A instalação da primeira placa de identificação da Terra Indígena da Cabeceira, no dia 9 de março, marcou a execução do acordo de cooperação entre a Fundação Nacional dos Povos Indígenas (Funai) e o Conselho Indígena de Roraima (CIR). A ação foi divulgada pela Funai nesta terça-feira (24).
A iniciativa ocorreu na Comunidade Indígena Truaru da Cabeceira e dá início à etapa de implantação das placas previstas no acordo firmado entre as instituições.
Segundo a Funai, a sinalização contribui para tornar visíveis os limites das terras indígenas e fortalecer a proteção territorial, além de orientar as comunidades e prevenir acessos indevidos.
Participaram da atividade a presidente da Funai, Joenia Wapichana, a diretora Mislene Metchacuna, a coordenadora regional Marizete de Souza e o coordenador do CIR, Amarildo Macuxi.
Durante a agenda, Joenia Wapichana destacou a importância do território para as comunidades indígenas.

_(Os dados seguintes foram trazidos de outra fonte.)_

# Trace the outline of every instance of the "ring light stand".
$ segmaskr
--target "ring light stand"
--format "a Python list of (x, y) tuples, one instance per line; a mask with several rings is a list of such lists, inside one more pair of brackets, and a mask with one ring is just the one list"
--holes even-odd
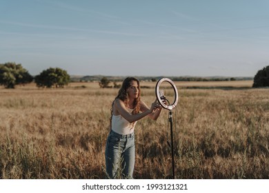
[[(174, 102), (172, 104), (170, 104), (169, 101), (166, 99), (166, 96), (163, 95), (163, 92), (161, 92), (159, 87), (161, 83), (163, 81), (168, 82), (172, 87), (174, 92), (175, 94)], [(156, 88), (155, 88), (156, 96), (158, 100), (159, 103), (165, 109), (169, 110), (169, 122), (170, 125), (170, 132), (171, 132), (171, 154), (172, 154), (172, 175), (173, 179), (175, 179), (175, 159), (174, 159), (174, 143), (173, 143), (173, 132), (172, 132), (172, 110), (174, 109), (179, 100), (179, 94), (177, 93), (177, 89), (175, 83), (169, 79), (163, 78), (158, 81)], [(164, 103), (164, 101), (168, 102), (168, 104)]]

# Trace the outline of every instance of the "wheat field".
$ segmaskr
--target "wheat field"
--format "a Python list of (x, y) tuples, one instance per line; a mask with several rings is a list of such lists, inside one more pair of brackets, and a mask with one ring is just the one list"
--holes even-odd
[[(155, 83), (141, 83), (148, 105)], [(252, 89), (248, 81), (176, 85), (176, 178), (269, 179), (269, 90)], [(110, 109), (117, 91), (98, 83), (1, 88), (0, 179), (106, 179)], [(163, 110), (157, 121), (137, 124), (134, 179), (170, 178), (168, 117)]]

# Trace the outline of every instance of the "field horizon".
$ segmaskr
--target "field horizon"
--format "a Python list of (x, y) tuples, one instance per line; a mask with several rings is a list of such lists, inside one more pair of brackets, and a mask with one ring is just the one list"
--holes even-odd
[[(177, 179), (269, 179), (269, 90), (252, 81), (175, 82)], [(155, 99), (154, 82), (141, 97)], [(0, 88), (0, 179), (106, 179), (104, 150), (118, 89), (71, 83)], [(169, 97), (170, 92), (168, 90)], [(168, 112), (135, 129), (134, 179), (169, 179)]]

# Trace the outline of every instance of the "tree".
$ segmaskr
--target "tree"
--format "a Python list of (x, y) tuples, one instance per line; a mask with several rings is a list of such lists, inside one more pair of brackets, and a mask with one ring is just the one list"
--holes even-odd
[(59, 68), (50, 68), (44, 70), (34, 77), (37, 87), (41, 88), (63, 88), (70, 82), (70, 77), (66, 70)]
[(14, 88), (16, 85), (24, 85), (32, 80), (32, 76), (20, 63), (8, 62), (0, 64), (0, 85), (6, 88)]
[(110, 83), (110, 81), (106, 77), (103, 77), (100, 82), (99, 82), (99, 86), (100, 88), (109, 88), (108, 84)]
[(259, 70), (254, 77), (253, 88), (269, 86), (269, 65)]

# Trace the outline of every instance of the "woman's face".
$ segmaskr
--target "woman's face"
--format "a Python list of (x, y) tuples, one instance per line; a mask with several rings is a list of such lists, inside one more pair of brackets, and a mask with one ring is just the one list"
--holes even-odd
[(139, 94), (139, 88), (136, 81), (131, 81), (130, 82), (130, 87), (127, 89), (127, 93), (129, 98), (137, 99)]

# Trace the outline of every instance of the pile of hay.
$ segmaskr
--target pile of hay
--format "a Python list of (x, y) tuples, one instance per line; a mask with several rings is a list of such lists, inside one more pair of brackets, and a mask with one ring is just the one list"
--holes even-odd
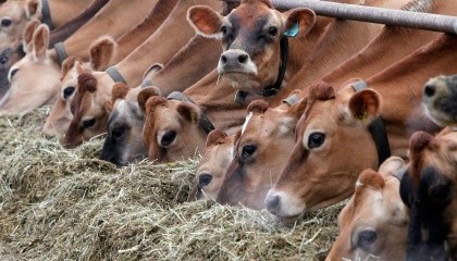
[(49, 109), (0, 117), (0, 247), (35, 260), (321, 260), (342, 206), (284, 227), (267, 211), (185, 202), (197, 160), (123, 169), (102, 140), (66, 150)]

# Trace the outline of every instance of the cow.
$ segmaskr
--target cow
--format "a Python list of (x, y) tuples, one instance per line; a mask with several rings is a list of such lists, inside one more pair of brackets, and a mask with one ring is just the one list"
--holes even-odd
[(46, 119), (42, 132), (47, 134), (65, 134), (73, 119), (70, 104), (77, 90), (77, 76), (83, 72), (106, 70), (113, 59), (115, 47), (115, 41), (111, 37), (104, 36), (91, 45), (90, 61), (88, 63), (84, 63), (82, 59), (76, 57), (70, 57), (63, 61), (61, 88), (55, 103)]
[(203, 156), (197, 166), (195, 182), (187, 201), (215, 200), (222, 181), (233, 160), (233, 149), (240, 132), (227, 135), (221, 129), (208, 134)]
[[(366, 84), (354, 86), (359, 89), (361, 84), (371, 89), (354, 94), (349, 86), (338, 92), (332, 86), (311, 88), (308, 108), (297, 124), (296, 144), (267, 197), (267, 208), (287, 222), (305, 211), (338, 202), (351, 195), (362, 170), (376, 169), (390, 152), (406, 158), (413, 132), (440, 130), (423, 113), (422, 85), (437, 72), (456, 70), (452, 65), (457, 55), (456, 42), (457, 37), (442, 35)], [(376, 132), (375, 139), (384, 141), (375, 146), (369, 129), (381, 126), (375, 120), (380, 115), (386, 134)], [(378, 122), (375, 127), (370, 127), (373, 122)]]
[(26, 24), (40, 18), (49, 26), (59, 27), (82, 13), (94, 0), (59, 1), (40, 0), (7, 1), (0, 7), (0, 48), (20, 39)]
[(306, 108), (304, 102), (296, 103), (297, 96), (292, 94), (276, 108), (269, 108), (263, 100), (255, 100), (248, 105), (218, 202), (264, 209), (267, 192), (291, 153), (295, 125)]
[(128, 88), (121, 83), (114, 86), (113, 109), (108, 120), (101, 160), (122, 166), (147, 157), (148, 151), (140, 135), (145, 123), (145, 102), (149, 97), (160, 95), (160, 89), (153, 86)]
[(441, 126), (457, 127), (457, 75), (440, 75), (423, 87), (428, 114)]
[(365, 170), (338, 215), (338, 236), (326, 261), (405, 260), (409, 211), (399, 196), (406, 162), (391, 157)]
[[(208, 40), (200, 36), (195, 36), (185, 47), (183, 47), (178, 53), (176, 53), (170, 62), (165, 65), (161, 64), (153, 64), (147, 71), (145, 76), (143, 77), (141, 86), (155, 86), (160, 89), (160, 94), (163, 96), (168, 96), (173, 90), (185, 89), (189, 85), (194, 84), (199, 79), (199, 77), (203, 76), (206, 73), (210, 72), (214, 64), (217, 63), (218, 57), (220, 54), (220, 50), (218, 51), (218, 47), (214, 46), (214, 41)], [(202, 61), (206, 61), (206, 65), (199, 66)], [(211, 61), (213, 65), (211, 66)], [(136, 88), (135, 88), (136, 89)], [(137, 89), (140, 89), (137, 87)], [(146, 103), (147, 99), (140, 99), (143, 103)], [(134, 101), (132, 101), (134, 102)], [(122, 103), (120, 103), (122, 104)], [(144, 108), (144, 105), (141, 105)], [(140, 107), (140, 108), (141, 108)], [(131, 107), (123, 105), (122, 108), (118, 108), (118, 103), (113, 104), (113, 113), (110, 115), (110, 120), (108, 122), (108, 137), (103, 145), (102, 156), (109, 157), (101, 157), (103, 160), (111, 161), (116, 165), (126, 164), (127, 161), (119, 161), (120, 158), (128, 159), (133, 152), (137, 153), (136, 149), (132, 148), (140, 148), (144, 145), (125, 145), (124, 142), (118, 142), (114, 139), (110, 139), (110, 136), (113, 136), (111, 132), (120, 132), (122, 130), (123, 137), (141, 137), (143, 126), (144, 126), (144, 119), (143, 122), (135, 122), (136, 125), (141, 125), (141, 128), (136, 127), (125, 127), (119, 129), (112, 124), (115, 125), (132, 125), (128, 116), (120, 116), (120, 115), (128, 115), (132, 114), (129, 111)], [(125, 145), (125, 146), (124, 146)], [(115, 148), (111, 150), (110, 148)], [(106, 151), (107, 150), (107, 151)], [(143, 153), (141, 153), (143, 154)], [(147, 153), (146, 153), (147, 157)], [(146, 158), (145, 157), (145, 158)], [(136, 157), (137, 158), (137, 157)]]
[[(136, 20), (140, 21), (141, 16), (139, 16), (139, 14), (145, 13), (146, 15), (147, 11), (153, 7), (153, 1), (146, 0), (135, 0), (129, 1), (128, 3), (119, 0), (111, 1), (99, 13), (97, 13), (97, 15), (92, 20), (90, 20), (82, 28), (79, 28), (76, 34), (72, 35), (67, 40), (65, 40), (64, 46), (67, 51), (67, 54), (81, 57), (83, 58), (83, 60), (88, 59), (88, 44), (90, 41), (88, 41), (87, 39), (95, 40), (97, 38), (97, 34), (101, 33), (115, 36), (118, 34), (123, 33), (124, 30), (127, 30), (129, 28), (131, 23), (133, 23), (134, 25)], [(141, 10), (140, 13), (138, 13), (138, 11), (135, 9), (135, 7), (138, 8), (139, 5), (141, 5), (141, 8), (139, 9)], [(126, 12), (127, 10), (129, 10), (129, 12)], [(128, 16), (128, 14), (135, 16), (135, 18), (133, 18), (132, 21), (128, 20), (128, 22), (126, 23), (121, 23), (120, 21), (120, 26), (106, 26), (107, 23), (111, 23), (111, 16), (116, 15), (119, 12), (122, 13), (119, 14), (119, 20), (124, 15)], [(49, 37), (47, 40), (47, 46), (48, 42)], [(78, 53), (81, 53), (81, 55), (78, 55)], [(37, 60), (28, 59), (27, 57), (25, 57), (21, 61), (17, 61), (10, 69), (10, 75), (14, 75), (14, 77), (10, 77), (11, 86), (8, 99), (3, 98), (0, 101), (0, 113), (23, 114), (39, 105), (46, 104), (47, 102), (53, 102), (53, 99), (59, 91), (58, 83), (60, 82), (60, 64), (57, 61), (55, 55), (57, 54), (54, 50), (46, 51), (46, 63), (38, 62)], [(38, 85), (36, 85), (36, 83), (38, 83)], [(27, 96), (20, 95), (21, 91), (23, 91), (20, 90), (21, 86), (27, 86), (29, 91), (39, 92), (42, 88), (41, 85), (46, 85), (44, 94), (35, 97), (36, 99), (34, 100), (34, 102), (29, 102), (27, 108), (14, 105), (16, 103), (27, 102), (27, 100), (24, 100)]]
[[(212, 7), (221, 5), (221, 3), (210, 0), (208, 0), (208, 4)], [(183, 26), (187, 24), (185, 16), (183, 17), (183, 13), (185, 13), (192, 5), (193, 2), (180, 0), (171, 12), (170, 16), (158, 28), (158, 30), (156, 30), (155, 34), (152, 34), (141, 46), (135, 49), (135, 51), (132, 52), (126, 59), (111, 67), (119, 73), (118, 76), (122, 76), (122, 80), (126, 82), (128, 86), (139, 85), (141, 82), (141, 74), (148, 69), (148, 66), (150, 66), (151, 63), (155, 63), (153, 60), (157, 60), (158, 63), (165, 63), (166, 61), (171, 60), (176, 51), (182, 48), (180, 45), (185, 45), (192, 38), (192, 35), (195, 33), (190, 26)], [(169, 32), (174, 29), (176, 26), (180, 27), (182, 34), (174, 34), (172, 36), (168, 35)], [(165, 35), (166, 37), (164, 37)], [(94, 72), (92, 76), (97, 80), (98, 90), (103, 90), (104, 94), (111, 94), (114, 79), (110, 76), (110, 74), (107, 72)], [(110, 97), (106, 98), (107, 100), (110, 100)], [(102, 103), (106, 102), (106, 100), (99, 101)], [(77, 107), (77, 104), (75, 105)], [(97, 105), (103, 107), (103, 104)], [(89, 110), (86, 110), (85, 112), (89, 112)], [(108, 117), (108, 114), (104, 114), (104, 116)], [(87, 115), (87, 117), (89, 117), (89, 115)], [(98, 120), (108, 122), (108, 119)], [(79, 130), (82, 132), (79, 135), (83, 135), (84, 128), (81, 128)], [(107, 132), (106, 127), (98, 129), (98, 132), (87, 132), (83, 136), (89, 138), (91, 136), (89, 136), (88, 133), (91, 133), (91, 135), (97, 135), (104, 132)], [(71, 137), (75, 137), (75, 135), (71, 135)], [(82, 138), (77, 138), (75, 140), (82, 140)], [(72, 144), (71, 139), (66, 139), (66, 141)]]
[(410, 209), (407, 259), (457, 258), (457, 132), (436, 137), (417, 132), (409, 141), (410, 163), (400, 184)]
[(98, 88), (97, 79), (90, 73), (79, 74), (76, 89), (70, 105), (73, 119), (62, 140), (66, 148), (74, 148), (90, 137), (106, 133), (111, 111), (108, 103), (111, 94)]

“Essa terra aqui é importante para a cultura, sobrevivência física, econômica e meio ambiente. Cabe a cada um cuidar. A placa pode ser simbólica, mas vai trazer a identificação para todos verem que aqui é uma terra indígena demarcada e o Estado brasileiro tem o dever de proteger. Não é favor, é obrigação”, afirmou.

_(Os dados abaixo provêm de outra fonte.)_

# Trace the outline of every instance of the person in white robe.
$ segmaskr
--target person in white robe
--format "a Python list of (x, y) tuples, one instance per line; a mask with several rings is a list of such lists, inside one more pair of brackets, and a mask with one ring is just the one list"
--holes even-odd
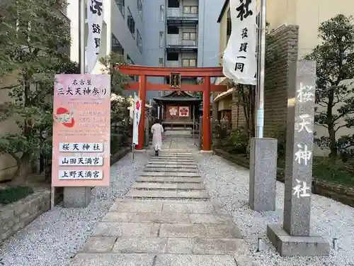
[(162, 146), (162, 133), (164, 133), (164, 128), (160, 123), (160, 121), (156, 119), (155, 123), (152, 126), (152, 147), (155, 151), (155, 155), (159, 156), (159, 151), (161, 150)]

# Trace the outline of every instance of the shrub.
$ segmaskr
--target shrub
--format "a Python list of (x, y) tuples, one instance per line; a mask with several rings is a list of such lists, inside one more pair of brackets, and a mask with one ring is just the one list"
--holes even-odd
[(248, 153), (249, 144), (249, 134), (244, 128), (239, 128), (231, 132), (230, 140), (232, 143), (232, 150), (236, 154)]
[(33, 189), (29, 187), (8, 187), (0, 189), (0, 204), (9, 204), (19, 201), (33, 194)]

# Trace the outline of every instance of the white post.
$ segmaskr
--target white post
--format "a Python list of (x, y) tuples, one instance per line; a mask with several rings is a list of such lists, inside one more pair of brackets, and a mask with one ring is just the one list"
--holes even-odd
[[(80, 72), (85, 74), (85, 0), (79, 0), (79, 47)], [(91, 201), (90, 187), (65, 187), (64, 208), (85, 208)]]

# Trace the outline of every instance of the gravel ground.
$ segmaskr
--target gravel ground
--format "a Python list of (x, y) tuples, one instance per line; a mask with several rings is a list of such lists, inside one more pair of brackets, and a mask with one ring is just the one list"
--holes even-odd
[(57, 206), (41, 215), (0, 247), (0, 265), (69, 265), (70, 258), (84, 246), (114, 199), (128, 192), (147, 162), (145, 154), (137, 153), (132, 164), (129, 153), (110, 167), (110, 187), (92, 190), (87, 208)]
[(258, 238), (266, 247), (252, 252), (261, 266), (350, 266), (354, 265), (354, 209), (331, 199), (312, 195), (312, 234), (321, 235), (332, 243), (338, 238), (338, 250), (329, 257), (282, 257), (266, 236), (267, 224), (282, 223), (284, 184), (277, 182), (276, 211), (253, 211), (248, 206), (249, 170), (216, 155), (195, 154), (204, 174), (207, 190), (213, 200), (231, 214), (245, 240), (256, 249)]

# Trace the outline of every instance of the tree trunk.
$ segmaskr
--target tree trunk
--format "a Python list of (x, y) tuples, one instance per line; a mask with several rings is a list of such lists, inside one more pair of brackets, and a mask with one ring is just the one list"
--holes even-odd
[(331, 153), (329, 157), (336, 160), (338, 155), (337, 141), (336, 140), (336, 131), (334, 130), (334, 121), (333, 117), (333, 107), (334, 99), (334, 91), (331, 88), (329, 95), (329, 103), (327, 104), (327, 126), (329, 135), (329, 149)]
[(30, 169), (30, 155), (24, 153), (21, 158), (21, 163), (18, 169), (18, 179), (24, 182), (26, 176), (29, 174), (29, 169)]
[(336, 131), (332, 125), (329, 126), (329, 149), (331, 150), (331, 153), (329, 157), (336, 160), (338, 156), (338, 149), (337, 149), (337, 141), (336, 140)]

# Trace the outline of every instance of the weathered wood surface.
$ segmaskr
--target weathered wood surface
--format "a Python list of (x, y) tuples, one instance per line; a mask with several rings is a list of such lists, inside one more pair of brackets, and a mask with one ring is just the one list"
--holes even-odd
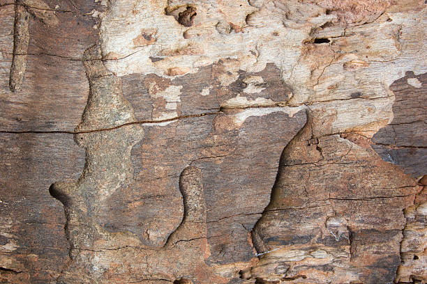
[(0, 283), (425, 283), (426, 6), (0, 0)]

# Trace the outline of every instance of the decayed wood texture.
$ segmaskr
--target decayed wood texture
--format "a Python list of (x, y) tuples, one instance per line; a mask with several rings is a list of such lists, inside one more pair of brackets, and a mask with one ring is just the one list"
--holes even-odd
[(426, 13), (0, 0), (0, 282), (427, 281)]

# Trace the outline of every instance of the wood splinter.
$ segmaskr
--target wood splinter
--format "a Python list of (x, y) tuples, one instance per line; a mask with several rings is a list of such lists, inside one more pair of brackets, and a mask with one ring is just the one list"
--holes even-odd
[(29, 13), (25, 8), (15, 2), (13, 32), (13, 58), (10, 67), (9, 88), (15, 92), (21, 89), (27, 68), (27, 54), (29, 42)]
[(21, 89), (27, 69), (30, 13), (46, 25), (54, 26), (59, 23), (58, 17), (55, 15), (55, 11), (43, 1), (15, 0), (13, 58), (9, 78), (9, 88), (13, 92)]

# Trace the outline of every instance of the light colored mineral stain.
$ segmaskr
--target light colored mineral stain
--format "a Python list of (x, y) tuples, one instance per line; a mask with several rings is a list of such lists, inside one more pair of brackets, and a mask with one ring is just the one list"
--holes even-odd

O coordenador do CIR ressaltou o impacto da iniciativa.
“Essas placas de identificação nos garantem a segurança jurídica das comunidades, porque na placa diz que é terra protegida e proíbe também o acesso de pessoas estranhas sem o consentimento da comunidade”, disse.
A coordenadora regional da Funai destacou o fortalecimento da parceria.
“É um momento importante, em que temos uma organização que teve o papel fundamental de olhar para a nossa instituição e dar apoio no atendimento das demandas das nossas comunidades. Espero que possamos fortalecer cada vez mais a parceria”, afirmou.
A ação foi acompanhada por equipes das Unidades Técnicas Locais (UTLs) de Amajari, Pacaraima, Normandia e Boa Vista.
O acordo de cooperação foi firmado em abril de 2025, durante o Acampamento Terra Livre (ATL), em Brasília, e prevê a entrega de 230 placas de sinalização e ferramentas, contemplando 29 terras indígenas em Roraima.